The HiPSTAS project’s primary objective is to develop a virtual research environment in which users can better access and analyze spoken word collections of interest to humanists through:
- an assessment of scholarly requirements for analyzing sound
- an assessment of technological infrastructures needed to support discovery
- preliminary tests that demonstrate the efficacy of using such tools in humanities scholarship
There are hundreds of thousands of hours of important spoken text audio files, dating back to the nineteenth century and up to the present day. Many of these audio files, which comprise poetry readings, interviews of folk musicians, artisans, and storytellers, and stories by elders from tribal communities contain the only recordings of significant literary figures and bygone oral traditions. These artifacts are only marginally accessible for listening and almost completely inaccessible for new forms of analysis and instruction in the digital age. For example, an Ezra Pound scholar who visits PennSound online and would like to analyze how Pound’s cadence shifts across his 1939 Harvard Vocarium Readings, his wartime radio speeches and his post-war Caedmon Recordings (June 1958) must listen to each file, one-byone, in order to establish a look at how (or if) patterns change across the collection. An Ojibwe oshkabewis (“one empowered to translate between the spiritual and mundane worlds”) seeking to teach students about the ways in which an Ojibwe elder uses Ojibwemowin (‘the Ojibwe language’) at culturally significant moments to enhance English descriptions with spiritual elements has few means to map or show students when these transitions or “traditional cultural expressions” (TCE) occur. And a scholar doing research within the Oral History of the Texas Oil Industry Records at the Doph Briscoe Center for American History can only discover the hidden recording of Robert Frost reading “Stopping by Woods on a Snowy Evening” among other poems on Side B. of folklorist William A. Owens’ recordings because a diligent archivist included that fact in the metadata.

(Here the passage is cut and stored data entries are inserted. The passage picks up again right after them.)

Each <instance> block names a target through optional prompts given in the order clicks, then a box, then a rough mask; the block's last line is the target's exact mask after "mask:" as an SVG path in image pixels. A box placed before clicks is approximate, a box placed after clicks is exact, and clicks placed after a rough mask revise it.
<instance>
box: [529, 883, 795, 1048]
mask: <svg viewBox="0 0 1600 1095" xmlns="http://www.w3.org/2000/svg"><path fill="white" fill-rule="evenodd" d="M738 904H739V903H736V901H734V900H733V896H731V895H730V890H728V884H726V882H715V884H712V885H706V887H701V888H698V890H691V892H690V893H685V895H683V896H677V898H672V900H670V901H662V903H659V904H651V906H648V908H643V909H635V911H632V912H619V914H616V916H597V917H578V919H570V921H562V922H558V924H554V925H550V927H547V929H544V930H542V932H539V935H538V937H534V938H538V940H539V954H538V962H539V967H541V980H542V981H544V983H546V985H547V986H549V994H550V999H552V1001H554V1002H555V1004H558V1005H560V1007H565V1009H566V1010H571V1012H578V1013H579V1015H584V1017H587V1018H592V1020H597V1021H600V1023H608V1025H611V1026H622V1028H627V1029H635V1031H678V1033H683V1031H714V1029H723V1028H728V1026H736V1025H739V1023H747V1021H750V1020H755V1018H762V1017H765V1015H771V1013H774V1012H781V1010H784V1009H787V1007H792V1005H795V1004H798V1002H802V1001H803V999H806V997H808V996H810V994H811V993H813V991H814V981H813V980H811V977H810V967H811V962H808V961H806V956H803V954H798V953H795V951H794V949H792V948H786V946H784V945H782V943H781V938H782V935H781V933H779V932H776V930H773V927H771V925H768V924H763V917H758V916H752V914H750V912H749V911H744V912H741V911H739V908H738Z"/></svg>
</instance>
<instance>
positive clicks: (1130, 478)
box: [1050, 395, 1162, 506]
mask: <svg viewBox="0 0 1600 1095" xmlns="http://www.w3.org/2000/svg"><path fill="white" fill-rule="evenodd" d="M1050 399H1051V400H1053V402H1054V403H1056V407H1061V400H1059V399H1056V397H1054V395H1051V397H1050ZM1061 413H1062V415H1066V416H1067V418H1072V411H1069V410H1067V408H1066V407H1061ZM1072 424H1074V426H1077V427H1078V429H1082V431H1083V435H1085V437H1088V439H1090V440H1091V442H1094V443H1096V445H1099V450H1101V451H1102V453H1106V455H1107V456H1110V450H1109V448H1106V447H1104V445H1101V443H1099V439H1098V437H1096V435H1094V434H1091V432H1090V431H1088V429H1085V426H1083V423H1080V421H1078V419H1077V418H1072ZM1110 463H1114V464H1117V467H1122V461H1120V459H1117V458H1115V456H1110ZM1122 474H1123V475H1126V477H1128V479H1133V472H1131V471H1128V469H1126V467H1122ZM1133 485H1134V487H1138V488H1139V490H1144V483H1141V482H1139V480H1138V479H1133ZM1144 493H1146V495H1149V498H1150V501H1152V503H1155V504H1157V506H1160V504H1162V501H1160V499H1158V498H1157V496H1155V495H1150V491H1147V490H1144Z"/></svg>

Not only do scholars have limited access to spoken word audio, but their ability to do new kinds of research (what Jerome McGann calls “imagining what you don’t know”) and to share these methodologies with colleagues and students is almost entirely inhibited by present modes of access. What other TCE’s and important historical moments are hidden in these sound files? What if we could test hypotheses concerning the prosodic patterns of beat poets in comparison to the “high modernists” with over thirty-five thousand audio recordings in PennSound? What if we could automatically detect the difference between poetry and prose to determine when a poem is over and an author is telling us about the poem? Or determine, perhaps, whether and when the Ojibwe storytellers sound like elders from supposedly unrelated tribes? At this time, even though we have digitized hundreds of thousands of hours of culturally significant audio artifacts and have developed increasingly sophisticated systems for computational analysis of sound, there is no provision for any kind of analysis that lets one discover, for instance, how prosodic features change over time and space or how tones differ between groups of individuals and types of speech, or how one poet or storyteller’s cadence might be influenced by or reflected in another’s. There is no provision for scholars interested in spoken texts such as speeches, stories, and poetry to use or to understand how to use high performance technologies for analyzing sound.
In August 2010, the Council on Library and Information Resources and the Library of Congress issued a report titled The State of Recorded Sound Preservation in the United States: A National Legacy at Risk in the Digital Age. This report suggests that if scholars and students do not use sound archives, our cultural heritage institutions will not preserve them. Librarians and archivists need to know what scholars and students want to do with sound artifacts in order to make these collections more accessible; as well, scholars and students need to know what kinds of analysis are possible in an age of large, freely available collections and advanced computational analysis and visualization.
To this end, the School of Information at the University of Texas at Austin and the Illinois Informatics Institute at the University of Illinois at Urbana-Champaign received a 2012 NEH Institutes in Advanced Technologies in the Digital Humanities grant to host two rounds of an Institute on High Performance Sound Technologies for Access and Scholarship (HiPSTAS) in May 2013 and May 2014. Humanists interested in sound scholarship, stewards of sound collections, and computer scientists and technologists versed in computational analytics and visualizations of sound gathered together to consider how more productive tools for advancing scholarship in spoken text audio could be developed. We also received a Preservation and Access Research and Development grant through December 2015 to specifically develop ARLO as an open source tool for use in archives and special collections.